From its founding, the United States has put a premium on "self evident" truths, including the liberties in the Bill of Rights. The Bush Administration's disregard for truth when defending its invasions of our fundamental liberties (and its other invasions, for that matter) is especially ironic when one considers the immense practical value of the truth-seeking that underlies so many of these liberties.

The First Amendment protects vigorous debate in the marketplace of ideas and critical dissent; freedom of assembly, press, petition, conscience and opinion; and tolerance for different forms of political and religious truth. The Fourth Amendment protects the privacy needed to gather information and form independent beliefs and opinions contested in clashes over truth. The Fifth Amendment's due process of law and the Sixth Amendment's right to counsel and to confront witnesses protect adversarial systems aimed at allowing the truth to emerge, thereby punishing solely the guilty and sparing the innocent. The Eighth Amendment's prohibition on cruel and unusual punishment recognizes that coercion can taint truth. The Fourteenth Amendment's guarantee of equal protection again supports effective law enforcement based on true facts instead of false stereotypes.

Truth and Power

Harvard professor Laurence Tribe recently delayed the latest volume of his seminal constitutional law treatise. His reason? Constitutional law is in such flux that "profound fault lines have become evident in the very foundations of the enterprise, going to issues as fundamental as whose truths are to count and, sadly, whose truths must be denied."
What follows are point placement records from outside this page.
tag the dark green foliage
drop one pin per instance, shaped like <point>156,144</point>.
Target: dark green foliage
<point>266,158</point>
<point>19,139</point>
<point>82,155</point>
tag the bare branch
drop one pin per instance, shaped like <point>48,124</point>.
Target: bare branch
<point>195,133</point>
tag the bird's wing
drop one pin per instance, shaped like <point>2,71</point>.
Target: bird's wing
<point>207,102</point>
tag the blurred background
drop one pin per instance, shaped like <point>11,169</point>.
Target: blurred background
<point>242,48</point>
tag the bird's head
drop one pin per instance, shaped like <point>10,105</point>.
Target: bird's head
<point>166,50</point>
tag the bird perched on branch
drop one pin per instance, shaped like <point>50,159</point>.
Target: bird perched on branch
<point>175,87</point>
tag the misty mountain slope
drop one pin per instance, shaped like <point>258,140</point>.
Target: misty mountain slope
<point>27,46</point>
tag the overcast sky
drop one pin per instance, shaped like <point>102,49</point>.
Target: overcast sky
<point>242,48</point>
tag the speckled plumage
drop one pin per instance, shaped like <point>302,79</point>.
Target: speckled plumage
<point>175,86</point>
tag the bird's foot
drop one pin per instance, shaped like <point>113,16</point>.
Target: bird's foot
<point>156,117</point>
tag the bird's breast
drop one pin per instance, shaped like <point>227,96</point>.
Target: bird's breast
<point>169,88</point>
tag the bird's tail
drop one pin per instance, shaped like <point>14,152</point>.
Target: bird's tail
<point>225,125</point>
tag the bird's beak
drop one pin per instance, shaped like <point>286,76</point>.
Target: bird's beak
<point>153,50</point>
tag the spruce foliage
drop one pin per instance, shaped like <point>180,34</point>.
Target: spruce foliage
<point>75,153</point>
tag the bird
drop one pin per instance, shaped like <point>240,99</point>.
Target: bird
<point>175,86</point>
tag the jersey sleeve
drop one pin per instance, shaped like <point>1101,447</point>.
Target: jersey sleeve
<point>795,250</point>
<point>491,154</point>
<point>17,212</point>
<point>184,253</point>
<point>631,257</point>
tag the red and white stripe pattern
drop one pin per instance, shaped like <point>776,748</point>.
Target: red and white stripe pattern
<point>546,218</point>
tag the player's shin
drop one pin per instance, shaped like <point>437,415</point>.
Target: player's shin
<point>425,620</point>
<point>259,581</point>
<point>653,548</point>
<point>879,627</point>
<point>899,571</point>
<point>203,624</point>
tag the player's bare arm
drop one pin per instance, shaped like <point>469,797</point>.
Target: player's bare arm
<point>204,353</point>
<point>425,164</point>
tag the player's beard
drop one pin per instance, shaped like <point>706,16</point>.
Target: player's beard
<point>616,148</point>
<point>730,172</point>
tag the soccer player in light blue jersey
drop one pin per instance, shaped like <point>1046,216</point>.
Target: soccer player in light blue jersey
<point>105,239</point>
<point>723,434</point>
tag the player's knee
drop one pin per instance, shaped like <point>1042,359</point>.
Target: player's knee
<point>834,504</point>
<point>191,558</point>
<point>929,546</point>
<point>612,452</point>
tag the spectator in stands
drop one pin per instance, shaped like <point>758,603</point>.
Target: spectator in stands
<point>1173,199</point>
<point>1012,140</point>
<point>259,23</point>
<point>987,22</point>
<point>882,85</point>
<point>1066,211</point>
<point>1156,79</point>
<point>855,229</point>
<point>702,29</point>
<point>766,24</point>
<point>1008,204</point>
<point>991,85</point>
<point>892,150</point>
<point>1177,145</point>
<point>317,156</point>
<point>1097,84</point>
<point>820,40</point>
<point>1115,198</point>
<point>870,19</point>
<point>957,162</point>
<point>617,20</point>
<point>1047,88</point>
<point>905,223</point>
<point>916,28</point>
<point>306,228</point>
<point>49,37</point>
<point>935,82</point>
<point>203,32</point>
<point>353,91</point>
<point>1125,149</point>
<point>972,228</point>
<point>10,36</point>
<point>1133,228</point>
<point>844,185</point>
Idaho Republican Representative Butch Otter similarly lamented the declining fidelity to truth during the House Patriot Act debate. Saying he was "embarrassed to be on this side of the aisle," he emotionally referenced John Stuart Mill and criticized the distortions and lack of full and fair debate in terms that captured the essential bond between liberty and truth: "The very thing that the Patriot Act is supposed to give to this country, that the proponents of it say gives to this country, is being denied on this floor today, and it is being denied because I think people are afraid to be exposed to the truth."

Sadly, the Patriot Act's renewal is about raw power — and maintaining power even at the cost of American values and what are, after all, deeply conservative but widely shared principles. How else can one explain the distortions and deceptions described above and the massive betrayal of the core conservative tenets of respect for the Constitution and Bill of Rights, limited government, individual liberty, federalism and the rule of law? How else can one explain the most democratic arm of government, the House of Representatives, ignoring the broad nonpartisan concern expressed about the Patriot Act in the resolutions independently passed by Bill of Rights Defense Committees in nearly 400 communities (and seven states) nationally, not to mention the 18,000 cities covered by the National League of Cities resolution, and similar resolutions and concerns raised by myriad other organizations? Legislators representing the 400 districts that specifically passed resolutions were more inclined to be critical, but those from other districts were overwhelmingly passive on the issues or complicit in undermining liberty.

Thomas Jefferson believed that "an informed democracy will behave in a responsible fashion." But the converse is also true: Systematic deception blocks responsible democracy. We would do well to recall the oft-repeated words relating truth and liberty: "Know the truth, the truth shall set you free."